The UK government plans to quintuple the maximum prison sentence for online pirates — from two to 10 years.
Britain’s Intellectual Property Office has published the results of a consultation launched last year into increasing the possible penalties facing people who engage in online copyright infringement. The vast majority of respondents — around 98% — opposed an increase, but the UK Government is pushing ahead anyway.
“We are now proposing changes that include increasing the maximum sentence, but at the same time addressing concerns about the scope of the offence,” Baroness Neville-Rolfe, minister for intellectual property, wrote in a response. “The revised provisions will help protect rights holders, while making the boundaries of the offence clearer, so that everyone can understand how the rules should be applied.”
If the change makes it into law, you’re unlikely to face a decade-long jail sentences if you’re just streaming the occasional movie. It will probably be reserved for people running major piracy-enabling sites who are directly financially profiting from copyright infringement.

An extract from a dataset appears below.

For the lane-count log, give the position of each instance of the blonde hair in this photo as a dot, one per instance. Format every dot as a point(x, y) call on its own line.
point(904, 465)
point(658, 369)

The government’s rationale for the increase is that it brings the penalty into line with those for crimes involving physical goods. “The Government believes that online offences should be treated no less seriously than their physical counterparts,” the official response to the consultation says. “Harmonising these will provide a deterrent effect to criminals and, where criminality continues, provide for tangible punitive action.”
The consultation simply asked: “Should the maximum custodial sentence available for online and offline copyright infringement of equal seriousness be harmonised at 10 years?”
It received 1,011 responses — of which just 21, around 2%, supported the increase. Most of the responses were initiated by a campaign from Open Rights Group (ORG), a digital rights advocacy body. Even removing those which the consultation identified as being sparked by ORG, around two-thirds still opposed the increase — 73 to 21.